NGUYEN KHAN Exactly. Now after the shoots I understand them more, because we basically played them. It was only after we wrapped that I was able to start talking about it. My grandmother felt like, “Ok, it’s time to tell the story about how we escaped.” And it was a really surreal moment because we never even thought about asking about this stuff before.
TOAN LE My parents never talked about it. After all these years, we barely uttered a word regarding what happened to us: what happened that day, what time did we leave, things like that. So everything is largely forgotten. Throughout all these years I felt the muffled-ness of the suffering, just watching them trying to go on after losing everything. It’s like war happens on the battlefield, and then it happens again in memory.
NGUYEN KHAN There were a lot of people on the set who actually went through these things, and it felt very cathartic for them to revisit these situations. It sparked a conversation for healing, in that sense. Just the fact that I was able to ask questions to my family after the show, I think it’s a really good opportunity to start talking about it and healing in a way that’s healthy. I think that’s a real possibility.
XUANDE The Vietnamese diaspora that’s spread across the world are predominantly people who fled the war from the South. These people had to make a new life for themselves all around the globe and they had to repress a lot of their trauma because they weren’t ever really given the medium or the ability to express that devastation, so they had to just move on. So I think the wider Vietnamese diaspora would be interested in seeing something like this that is finally capturing something that they have felt like has been treated as so insignificant when it comes to portraying the Vietnam War. I think they’re excited to see a Vietnamese cast telling their story back to them from their perspective, so that they can at least, like Fred said, deal with it in a cathartic way, to finally see that their trauma really does matter.

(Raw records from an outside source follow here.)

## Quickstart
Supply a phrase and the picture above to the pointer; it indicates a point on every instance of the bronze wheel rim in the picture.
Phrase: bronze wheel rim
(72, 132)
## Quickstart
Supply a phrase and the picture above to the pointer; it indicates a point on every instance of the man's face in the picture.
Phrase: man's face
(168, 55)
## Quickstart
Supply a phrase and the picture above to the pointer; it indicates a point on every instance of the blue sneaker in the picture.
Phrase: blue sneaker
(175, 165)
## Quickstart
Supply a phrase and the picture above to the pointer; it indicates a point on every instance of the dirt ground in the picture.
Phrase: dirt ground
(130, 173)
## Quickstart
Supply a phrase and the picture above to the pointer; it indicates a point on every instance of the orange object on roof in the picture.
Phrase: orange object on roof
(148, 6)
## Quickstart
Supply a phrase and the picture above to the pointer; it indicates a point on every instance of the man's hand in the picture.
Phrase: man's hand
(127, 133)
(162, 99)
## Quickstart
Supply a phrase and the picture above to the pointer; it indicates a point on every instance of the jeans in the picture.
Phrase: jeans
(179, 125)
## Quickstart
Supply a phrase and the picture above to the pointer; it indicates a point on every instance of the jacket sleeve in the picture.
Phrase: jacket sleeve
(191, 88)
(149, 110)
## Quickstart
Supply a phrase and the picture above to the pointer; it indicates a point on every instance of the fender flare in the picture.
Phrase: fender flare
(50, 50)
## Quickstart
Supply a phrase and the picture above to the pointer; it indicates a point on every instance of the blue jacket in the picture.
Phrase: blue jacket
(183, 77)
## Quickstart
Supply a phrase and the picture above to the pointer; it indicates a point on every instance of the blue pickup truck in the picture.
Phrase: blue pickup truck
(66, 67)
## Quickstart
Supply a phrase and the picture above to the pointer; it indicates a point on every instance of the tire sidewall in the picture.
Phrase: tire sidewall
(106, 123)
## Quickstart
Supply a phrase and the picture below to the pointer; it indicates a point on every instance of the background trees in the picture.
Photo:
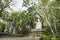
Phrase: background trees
(23, 22)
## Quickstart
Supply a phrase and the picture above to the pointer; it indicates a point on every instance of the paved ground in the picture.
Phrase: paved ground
(20, 38)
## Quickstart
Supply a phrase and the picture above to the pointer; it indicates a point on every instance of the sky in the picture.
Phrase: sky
(17, 5)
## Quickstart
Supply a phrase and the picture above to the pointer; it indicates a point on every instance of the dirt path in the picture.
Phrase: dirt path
(20, 38)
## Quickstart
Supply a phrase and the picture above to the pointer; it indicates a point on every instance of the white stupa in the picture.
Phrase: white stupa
(38, 24)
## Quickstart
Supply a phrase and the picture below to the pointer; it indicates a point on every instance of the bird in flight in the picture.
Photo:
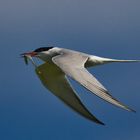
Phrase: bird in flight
(60, 63)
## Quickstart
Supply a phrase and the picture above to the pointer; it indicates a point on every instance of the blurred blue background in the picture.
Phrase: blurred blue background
(106, 28)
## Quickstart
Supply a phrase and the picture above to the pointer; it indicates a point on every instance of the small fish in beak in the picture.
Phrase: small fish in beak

You shot in Thailand as a stand-in for Vietnam, but after production wrapped, a bunch of you went to Vietnam together on vacation. Who was on that trip?
XUANDE It was Duy, me, Fred, Vy, Alan [Trong, who plays the journalist Sonny], Phanxinê, Kayli [Tran], who plays the Communist spy in the beginning, and a few crew members as well. Speaking for myself, I thought I’d take the trip because we were so close – we were only in Thailand when we wrapped, and secondly in case the government decided not to let us in after the show, we thought we’d make a quick reconnaissance mission.
NGUYEN It took a bit of convincing for this guy [Xuande] to come along, actually. He was like, “Oh, I’m just gonna go for two weeks,” and then he ended up staying for the whole month.
XUANDE Because I just wanted to torture these guys some more.
NGUYEN KHAN I went when I was around 19 years old, but I was there with my family and so I had to follow them around and do whatever they were doing. This time I thought, “This is really cool, I get to go there as an adult and just do what I want to.” I ended up having insomnia so I couldn’t do anything.
XUANDE We dragged him to a few things, though.
What are your hopes going forward for yourselves, or for other Vietnamese in this industry?
KY DUYEN I am still hosting [mega-popular diasporic Vietnamese variety series Paris By Night] but I have been wanting to wind down from that — I’ve been doing that 30 years — and to segue into something else. Kieu Chinh was the one who introduced me to my agent, and then my agent’s the one who sent me the sides to read for The Sympathizer. I’m so lucky, it was the second project I tried out for, and I got the role. And yes, I hope that I can go into acting full-time.
TOAN LE I hope that dialogues will be generated. For myself, I hope that this will bring me more work, because as soon as I got this job, I quit my other job as a visual designer. I’m just a full-time actor now. So I hope there’ll be more opportunities for Vietnamese actors in general.
XUANDE The big takeaway is if we just treat auditions like they’re jokes, we’ll book all the roles.
The Sympathizer releases new episodes Sundays at 9 p.m. on HBO.